E invece chi al Csm non condivide la sua linea ribatte che non si può concedere nulla ai rivoltosi.

Dico di più: non mi allineo alla visione per cui in carcere ci vanno solo i poveracci. No. Ci vanno persone responsabili di atti criminali. Ma mi chiedo: visto che noi consiglieri di Area proponiamo di concedere i domiciliari a chiunque abbia un residuo fino a 24 mesi di pena, anche senza il vincolo del braccialetto e con l’esclusione dei reati ex articolo 4 bis, chi si dice contrario davvero pensa che una persona a cui resta poco da scontare trovi conveniente darsi alla fuga? O davvero credete che nelle circostanze di paralisi della vita collettiva come l’attuale, ci siano significativi rischi di reiterazione dei reati? A me pare che non vi sia neppure la materia per commetterli, i reati.

In una proposta di emendamento inoltrata al ministro della Giustizia, il Cnf chiede di sospendere in modo esplicito il termine dei 30 giorni che, una volta ordinata la carcerazione, consente di chiedere le pene alternative. Pare tanto più sensato se si considera che i servizi sociali a cui chiedere l’affidamento in prova ora sono chiusi.

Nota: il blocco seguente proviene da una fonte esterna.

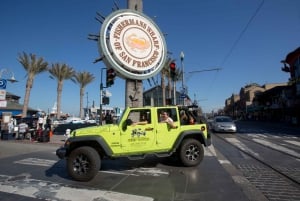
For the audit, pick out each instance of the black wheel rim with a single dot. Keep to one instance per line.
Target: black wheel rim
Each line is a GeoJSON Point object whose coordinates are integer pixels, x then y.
{"type": "Point", "coordinates": [81, 164]}
{"type": "Point", "coordinates": [192, 152]}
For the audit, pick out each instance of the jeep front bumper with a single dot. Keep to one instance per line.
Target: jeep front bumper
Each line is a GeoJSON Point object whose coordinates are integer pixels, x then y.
{"type": "Point", "coordinates": [61, 152]}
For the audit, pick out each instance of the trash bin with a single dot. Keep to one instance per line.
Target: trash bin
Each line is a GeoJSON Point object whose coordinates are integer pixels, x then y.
{"type": "Point", "coordinates": [44, 136]}
{"type": "Point", "coordinates": [7, 136]}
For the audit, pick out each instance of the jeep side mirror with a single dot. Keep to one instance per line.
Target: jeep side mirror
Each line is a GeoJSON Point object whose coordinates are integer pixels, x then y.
{"type": "Point", "coordinates": [126, 123]}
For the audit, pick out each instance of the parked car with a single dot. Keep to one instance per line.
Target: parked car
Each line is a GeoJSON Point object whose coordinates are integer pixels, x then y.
{"type": "Point", "coordinates": [223, 124]}
{"type": "Point", "coordinates": [60, 129]}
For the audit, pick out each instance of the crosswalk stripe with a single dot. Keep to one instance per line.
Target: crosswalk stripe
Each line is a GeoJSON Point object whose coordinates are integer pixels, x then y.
{"type": "Point", "coordinates": [23, 185]}
{"type": "Point", "coordinates": [37, 162]}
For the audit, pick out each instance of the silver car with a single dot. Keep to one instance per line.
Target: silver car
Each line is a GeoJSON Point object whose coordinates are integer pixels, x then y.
{"type": "Point", "coordinates": [223, 124]}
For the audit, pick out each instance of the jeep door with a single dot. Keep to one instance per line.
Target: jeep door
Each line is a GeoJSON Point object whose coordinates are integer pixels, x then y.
{"type": "Point", "coordinates": [138, 133]}
{"type": "Point", "coordinates": [166, 135]}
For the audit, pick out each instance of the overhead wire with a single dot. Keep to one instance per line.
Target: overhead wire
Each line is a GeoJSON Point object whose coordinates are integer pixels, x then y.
{"type": "Point", "coordinates": [242, 33]}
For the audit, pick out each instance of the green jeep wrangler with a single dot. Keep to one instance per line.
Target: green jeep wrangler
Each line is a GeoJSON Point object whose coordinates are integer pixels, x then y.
{"type": "Point", "coordinates": [138, 132]}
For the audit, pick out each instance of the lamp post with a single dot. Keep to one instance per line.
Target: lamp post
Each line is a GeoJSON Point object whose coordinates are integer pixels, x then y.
{"type": "Point", "coordinates": [5, 71]}
{"type": "Point", "coordinates": [6, 116]}
{"type": "Point", "coordinates": [182, 69]}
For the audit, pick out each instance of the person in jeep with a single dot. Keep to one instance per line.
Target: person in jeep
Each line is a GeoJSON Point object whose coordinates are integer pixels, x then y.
{"type": "Point", "coordinates": [165, 118]}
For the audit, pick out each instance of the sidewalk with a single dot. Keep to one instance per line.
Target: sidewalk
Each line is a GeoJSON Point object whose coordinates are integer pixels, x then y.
{"type": "Point", "coordinates": [57, 140]}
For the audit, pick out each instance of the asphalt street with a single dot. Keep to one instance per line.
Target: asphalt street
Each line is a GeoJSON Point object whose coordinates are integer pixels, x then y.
{"type": "Point", "coordinates": [31, 166]}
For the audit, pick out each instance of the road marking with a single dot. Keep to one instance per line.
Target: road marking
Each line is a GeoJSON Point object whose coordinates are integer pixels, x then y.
{"type": "Point", "coordinates": [37, 162]}
{"type": "Point", "coordinates": [277, 147]}
{"type": "Point", "coordinates": [242, 146]}
{"type": "Point", "coordinates": [45, 190]}
{"type": "Point", "coordinates": [293, 142]}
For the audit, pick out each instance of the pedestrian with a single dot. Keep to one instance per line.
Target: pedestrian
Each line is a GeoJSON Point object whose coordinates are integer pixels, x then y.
{"type": "Point", "coordinates": [23, 128]}
{"type": "Point", "coordinates": [41, 122]}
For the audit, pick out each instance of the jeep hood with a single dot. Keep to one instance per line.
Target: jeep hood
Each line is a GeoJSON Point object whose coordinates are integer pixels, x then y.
{"type": "Point", "coordinates": [95, 130]}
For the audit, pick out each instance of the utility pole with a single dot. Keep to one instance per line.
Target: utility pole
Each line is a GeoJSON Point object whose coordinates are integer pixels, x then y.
{"type": "Point", "coordinates": [134, 88]}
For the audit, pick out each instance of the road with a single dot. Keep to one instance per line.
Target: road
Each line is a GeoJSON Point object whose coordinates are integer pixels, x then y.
{"type": "Point", "coordinates": [31, 171]}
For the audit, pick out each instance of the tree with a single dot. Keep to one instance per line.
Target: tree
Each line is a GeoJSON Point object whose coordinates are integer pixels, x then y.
{"type": "Point", "coordinates": [33, 66]}
{"type": "Point", "coordinates": [83, 79]}
{"type": "Point", "coordinates": [61, 72]}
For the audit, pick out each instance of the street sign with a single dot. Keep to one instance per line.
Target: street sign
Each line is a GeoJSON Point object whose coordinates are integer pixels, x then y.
{"type": "Point", "coordinates": [3, 83]}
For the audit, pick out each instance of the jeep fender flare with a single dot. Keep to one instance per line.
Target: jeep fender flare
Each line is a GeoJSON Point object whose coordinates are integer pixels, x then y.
{"type": "Point", "coordinates": [196, 134]}
{"type": "Point", "coordinates": [89, 140]}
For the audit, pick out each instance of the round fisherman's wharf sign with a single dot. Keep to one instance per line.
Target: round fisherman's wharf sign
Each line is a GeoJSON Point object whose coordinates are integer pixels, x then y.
{"type": "Point", "coordinates": [132, 44]}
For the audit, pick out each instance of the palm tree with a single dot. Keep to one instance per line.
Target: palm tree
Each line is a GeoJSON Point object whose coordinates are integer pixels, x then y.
{"type": "Point", "coordinates": [33, 66]}
{"type": "Point", "coordinates": [61, 72]}
{"type": "Point", "coordinates": [83, 79]}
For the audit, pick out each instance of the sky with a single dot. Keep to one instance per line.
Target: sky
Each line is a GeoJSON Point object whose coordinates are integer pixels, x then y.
{"type": "Point", "coordinates": [245, 39]}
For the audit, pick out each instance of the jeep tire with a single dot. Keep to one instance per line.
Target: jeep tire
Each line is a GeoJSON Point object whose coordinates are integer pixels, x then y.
{"type": "Point", "coordinates": [191, 152]}
{"type": "Point", "coordinates": [83, 163]}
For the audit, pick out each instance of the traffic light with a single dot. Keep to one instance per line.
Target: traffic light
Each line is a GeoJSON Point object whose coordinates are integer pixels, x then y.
{"type": "Point", "coordinates": [110, 77]}
{"type": "Point", "coordinates": [173, 70]}
{"type": "Point", "coordinates": [105, 100]}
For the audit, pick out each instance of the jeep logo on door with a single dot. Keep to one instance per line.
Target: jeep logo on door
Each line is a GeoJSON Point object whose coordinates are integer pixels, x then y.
{"type": "Point", "coordinates": [132, 44]}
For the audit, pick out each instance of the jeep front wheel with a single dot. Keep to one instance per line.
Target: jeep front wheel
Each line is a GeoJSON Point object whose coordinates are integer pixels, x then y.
{"type": "Point", "coordinates": [83, 163]}
{"type": "Point", "coordinates": [191, 152]}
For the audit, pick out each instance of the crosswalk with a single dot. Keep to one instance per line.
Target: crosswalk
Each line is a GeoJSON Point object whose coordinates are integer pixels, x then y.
{"type": "Point", "coordinates": [25, 186]}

Certo, assolutamente. Si rischia di sottoporre alla misura inframuraria anche chi avrebbe potuto scontare la pena all’esterno ed evitare così di contribuire a sovraffollare ulteriormente le carceri. In realtà a me sembrerebbe indiscutibile che, una volta sospesi tutti i termini processuali, anche quelli relativi agli ordini di esecuzione smettano di correre. Ma vede, siamo all’altra proposta che noi consiglieri di Area abbiamo avanzato per la definizione del parere del Csm, e che non ha trovato il necessario ascolto: abbiamo chiesto di non eseguire affatto, per 6 mesi, gli ordini di esecuzione rispetto a tutte le condanne entro i 4 anni, escluso sempre il 4 bis. Al di là del nodo sospensione, sappiate che ci sono molti reati a bassa pericolosità per i quali la richiesta di misure alternative non è prevista, a cominciare dai furti. Avremmo avuto un po’ meno ingressi. E invece no. Continuiamo a chiudere gli occhi su cosa potrebbe avvenire se dentro le carceri quella bomba epidemiologica esplodesse davvero.